Mogsy’s Rating: 4.5 of 5 stars
Genre: Science Fiction
Series: Book 2 of Lock In
Publisher: Tor (April 17, 2018)
Length: 336 pages
I’m a huge fan of John Scalzi, having read almost all his novels, and when Lock In came out a few years ago it quickly became one of my favorite books by the author. It was therefore with great excitement that I picked up Head On, which is described as its standalone sequel. And indeed, you may choose to read this without having read the first book, but personally I feel you will be missing out on the subtler nuances of the series if you skipped right to this one. The world of Lock In and Head On is a very complex place and, as I will explain later in my review, reading both books will give you a fuller view of the picture.
Once more, readers follow Chris Shane, the series’ rookie FBI agent protagonist. Chris is also a Haden, the name given to those individuals whose minds are “locked in” as the result of a devastating flu that swept across the globe several decades ago. This disease killed many in the first stage of the infection, but a percentage went on to survive only to suffer acute meningitis, which affected the victim’s brain and caused them to become trapped in a state of being fully awake and aware but having no control over their voluntary nervous systems. A cure for this condition (dubbed Haden’s Syndrome after the then president’s wife who was the most famous person to be affected at the time) was given the highest priority, though none was ever found. Instead, scientists created humanoid personal transports called “Threeps” into which locked in individuals were able to link their minds remotely, allowing them to interact with their world even as their physical bodies remained immobile.

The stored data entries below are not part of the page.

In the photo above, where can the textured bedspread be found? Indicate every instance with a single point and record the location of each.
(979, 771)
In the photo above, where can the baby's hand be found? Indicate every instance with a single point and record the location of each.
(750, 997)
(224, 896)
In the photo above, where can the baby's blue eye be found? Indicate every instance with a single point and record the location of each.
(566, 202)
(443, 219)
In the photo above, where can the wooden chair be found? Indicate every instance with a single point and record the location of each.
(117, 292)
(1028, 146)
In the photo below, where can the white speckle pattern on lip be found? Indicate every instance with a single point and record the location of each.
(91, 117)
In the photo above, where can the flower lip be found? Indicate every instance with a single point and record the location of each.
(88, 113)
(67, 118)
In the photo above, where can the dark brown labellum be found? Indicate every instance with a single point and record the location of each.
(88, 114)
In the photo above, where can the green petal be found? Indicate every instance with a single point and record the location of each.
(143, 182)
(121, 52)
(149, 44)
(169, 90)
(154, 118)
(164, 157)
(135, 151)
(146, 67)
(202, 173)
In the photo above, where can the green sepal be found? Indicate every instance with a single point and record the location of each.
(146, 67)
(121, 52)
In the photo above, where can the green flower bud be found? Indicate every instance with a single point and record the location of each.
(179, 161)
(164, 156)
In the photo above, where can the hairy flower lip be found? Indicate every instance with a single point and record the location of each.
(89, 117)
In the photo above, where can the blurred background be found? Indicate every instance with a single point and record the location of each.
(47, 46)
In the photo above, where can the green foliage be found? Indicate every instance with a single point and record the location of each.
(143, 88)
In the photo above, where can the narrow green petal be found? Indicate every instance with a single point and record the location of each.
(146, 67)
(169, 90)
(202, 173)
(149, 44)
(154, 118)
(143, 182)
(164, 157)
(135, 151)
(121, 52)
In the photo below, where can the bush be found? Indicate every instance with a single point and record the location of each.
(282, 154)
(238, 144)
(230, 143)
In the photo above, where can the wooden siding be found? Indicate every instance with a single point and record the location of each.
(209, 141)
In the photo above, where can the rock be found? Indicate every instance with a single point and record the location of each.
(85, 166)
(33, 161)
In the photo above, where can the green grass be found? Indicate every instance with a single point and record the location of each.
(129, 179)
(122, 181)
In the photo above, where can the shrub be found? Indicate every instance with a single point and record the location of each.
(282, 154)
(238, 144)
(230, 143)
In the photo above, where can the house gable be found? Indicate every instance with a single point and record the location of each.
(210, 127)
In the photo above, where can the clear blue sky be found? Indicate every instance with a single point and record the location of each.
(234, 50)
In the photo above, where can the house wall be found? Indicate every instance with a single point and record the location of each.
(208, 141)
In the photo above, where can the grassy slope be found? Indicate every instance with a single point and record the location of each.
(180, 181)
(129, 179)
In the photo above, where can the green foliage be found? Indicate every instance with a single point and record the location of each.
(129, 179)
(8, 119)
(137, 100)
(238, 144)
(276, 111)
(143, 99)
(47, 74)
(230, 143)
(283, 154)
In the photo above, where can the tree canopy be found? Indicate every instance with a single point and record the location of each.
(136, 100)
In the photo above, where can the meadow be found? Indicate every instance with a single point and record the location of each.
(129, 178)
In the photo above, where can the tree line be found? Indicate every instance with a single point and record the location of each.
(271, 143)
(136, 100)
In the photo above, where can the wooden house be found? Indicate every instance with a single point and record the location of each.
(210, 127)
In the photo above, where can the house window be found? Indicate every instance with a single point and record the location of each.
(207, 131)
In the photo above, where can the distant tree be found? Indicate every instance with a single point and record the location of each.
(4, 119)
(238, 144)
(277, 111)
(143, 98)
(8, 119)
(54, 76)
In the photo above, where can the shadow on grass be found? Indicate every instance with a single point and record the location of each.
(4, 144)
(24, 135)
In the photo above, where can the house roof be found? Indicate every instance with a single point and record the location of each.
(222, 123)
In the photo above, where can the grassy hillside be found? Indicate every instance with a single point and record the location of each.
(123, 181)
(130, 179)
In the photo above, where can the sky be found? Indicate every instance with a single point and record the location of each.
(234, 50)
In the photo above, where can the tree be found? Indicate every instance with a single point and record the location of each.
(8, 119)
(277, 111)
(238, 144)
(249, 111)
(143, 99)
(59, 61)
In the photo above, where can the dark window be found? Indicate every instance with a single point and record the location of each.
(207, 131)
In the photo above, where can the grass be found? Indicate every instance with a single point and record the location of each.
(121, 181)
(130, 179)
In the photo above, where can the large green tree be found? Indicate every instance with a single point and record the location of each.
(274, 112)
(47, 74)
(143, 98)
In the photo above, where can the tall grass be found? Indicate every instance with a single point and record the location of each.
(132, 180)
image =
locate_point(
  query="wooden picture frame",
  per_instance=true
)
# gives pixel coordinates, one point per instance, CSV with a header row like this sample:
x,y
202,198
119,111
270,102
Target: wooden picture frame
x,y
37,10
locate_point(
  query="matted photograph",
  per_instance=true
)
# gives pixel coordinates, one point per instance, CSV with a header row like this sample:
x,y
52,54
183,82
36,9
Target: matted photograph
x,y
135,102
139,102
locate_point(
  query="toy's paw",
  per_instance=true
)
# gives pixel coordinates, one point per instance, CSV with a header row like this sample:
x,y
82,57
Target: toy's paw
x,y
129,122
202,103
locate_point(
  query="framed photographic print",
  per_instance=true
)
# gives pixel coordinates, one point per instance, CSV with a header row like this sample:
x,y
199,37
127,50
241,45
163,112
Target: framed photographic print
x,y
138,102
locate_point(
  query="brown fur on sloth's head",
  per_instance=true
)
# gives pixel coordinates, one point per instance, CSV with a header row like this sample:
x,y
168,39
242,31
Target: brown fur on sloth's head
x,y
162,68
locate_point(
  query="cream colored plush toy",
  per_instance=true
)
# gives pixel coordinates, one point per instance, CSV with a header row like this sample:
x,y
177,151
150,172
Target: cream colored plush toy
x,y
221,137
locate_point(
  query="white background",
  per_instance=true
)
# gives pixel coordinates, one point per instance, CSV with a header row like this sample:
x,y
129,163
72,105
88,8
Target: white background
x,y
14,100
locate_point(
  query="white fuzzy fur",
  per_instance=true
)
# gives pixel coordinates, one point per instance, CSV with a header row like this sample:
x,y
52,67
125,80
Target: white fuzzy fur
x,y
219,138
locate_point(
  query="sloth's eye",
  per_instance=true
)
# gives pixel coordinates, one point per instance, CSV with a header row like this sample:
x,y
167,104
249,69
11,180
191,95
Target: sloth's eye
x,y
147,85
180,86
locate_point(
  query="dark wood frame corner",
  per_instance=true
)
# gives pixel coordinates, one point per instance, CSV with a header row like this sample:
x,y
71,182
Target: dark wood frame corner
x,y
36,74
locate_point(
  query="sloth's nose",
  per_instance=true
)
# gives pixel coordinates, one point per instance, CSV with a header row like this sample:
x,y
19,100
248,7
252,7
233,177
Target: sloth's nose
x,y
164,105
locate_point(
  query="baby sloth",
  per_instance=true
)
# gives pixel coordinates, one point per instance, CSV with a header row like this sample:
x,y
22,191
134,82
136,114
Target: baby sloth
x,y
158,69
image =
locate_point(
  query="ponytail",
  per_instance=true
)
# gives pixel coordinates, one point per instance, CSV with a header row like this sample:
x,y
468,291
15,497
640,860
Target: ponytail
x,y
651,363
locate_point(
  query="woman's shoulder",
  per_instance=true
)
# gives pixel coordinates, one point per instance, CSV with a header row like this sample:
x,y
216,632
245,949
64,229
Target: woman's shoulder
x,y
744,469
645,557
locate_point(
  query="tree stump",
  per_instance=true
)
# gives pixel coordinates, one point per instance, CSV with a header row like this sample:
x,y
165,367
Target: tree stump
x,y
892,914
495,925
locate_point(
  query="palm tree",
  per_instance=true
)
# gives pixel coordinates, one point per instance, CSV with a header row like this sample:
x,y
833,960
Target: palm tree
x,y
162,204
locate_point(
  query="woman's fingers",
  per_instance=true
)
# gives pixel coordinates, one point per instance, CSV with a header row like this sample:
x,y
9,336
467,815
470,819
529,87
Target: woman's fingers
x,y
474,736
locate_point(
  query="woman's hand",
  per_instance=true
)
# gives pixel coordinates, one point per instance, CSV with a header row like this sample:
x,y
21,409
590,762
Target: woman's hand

By the time this series takes place, personal transport technology has become much more developed and advanced. It has even permeated into the world of professional sports, in which Hadens pilot specialized Threeps in a fast and furious game known as Hilketa. Though the sport itself is extremely violent, involving the lopping off of heads with swords and war hammers, no one technically gets hurt because the only “bodies” getting battered and broken on the field are the robot-like Threeps. However, during a high-profile special exhibition game, an up-and-coming player named Duane Chapman suddenly dies in the middle of a match meant to attract new investors to the North American Hilketa League, his vitals disappearing off the boards for all to see. NAHL officials are quick to cover up the incident, leading Chris, who was present in the skybox during the fatal match, to suspect there’s more to Chapman’s death than meets the eye.
Like its predecessor, Head On reads like a sci-fi mystery thriller, following FBI agents Chris Shane and Leslie Vann as they sniff out clues and hunt down the perpetrators in Haden-related crimes. But unlike the previous installment, it dispenses with much of the social commentary and focus on topical themes, putting the emphasis on investigative procedures the actual crime solving. Happily, the culprit also wasn’t as obvious this time compared to Lock In. As a result, I felt that this sequel was more exciting in terms of pacing and levels of suspense, especially since the trail to find Duane Chapman’s murderer subsequently leads Chris to all kinds of strange personalities and bizarre happenings related to the dark underbelly of the Hilketa industry. Uncovering everything from backroom deals to sordid affairs, our protagonist winds up being caught up in series of harrowing events that include arson, assassination, and a whole pile of destroyed Threeps. Needless to say, this novel ended up being a very quick read, since all that intensity and action made it hard to put down.
That said, the book also lost much of its cerebral and philosophical bite due to the diminished exploration into social themes like disability, ethics in medicine, and other discussion-worthy subjects related to a world in which a significant percentage of the population suffer from an expensive and life-altering condition. While Head On lightly touches upon some of these issues, such as government funding for individuals with Haden Syndrome or the social perceptions of them in public, in this particular arena, Lock In still holds the edge. This isn’t really a dig at Head On, however; after all, you can only expound upon these themes beyond the first book to a certain extent before it starts becoming repetitive. As such, this is why I think it would be a good idea to read the two books in order; you’ll get the insightful commentary in the first one and the action and suspense in the second—the best of both worlds.
Head On, though, is still in every sense a Scalzi novel. It has his signature style all over it: in the clever premise, the slick sense of humor, the quippy lines of dialogue. It’s also interesting to note, while the author is careful not to reveal the gender of the series protagonist, in my mind I still picture Chris Shane as male because Scalzi can’t ever seem to write a convincing enough female POV (see examples Zoe’s Tale or The Sagan Diary). However, that’s just my personal opinion and ultimately a non-issue, since it didn’t distract or take away from my overall enjoyment of this particular novel, whose pages I devoured while loving every moment of the story.
In the end, I think I enjoyed this book just as much as Lock In, even though its tone may have shifted slightly more to a traditional mystery thriller narrative—which can be a good thing, depending on the type of reader you are. For me, Scalzi’s stories are always a delight because of how clever, witty, and approachable they are, and this one was no exception. I had a smashing good time with Head On, and whether you are new to the author or a long-time fan, I think you will too.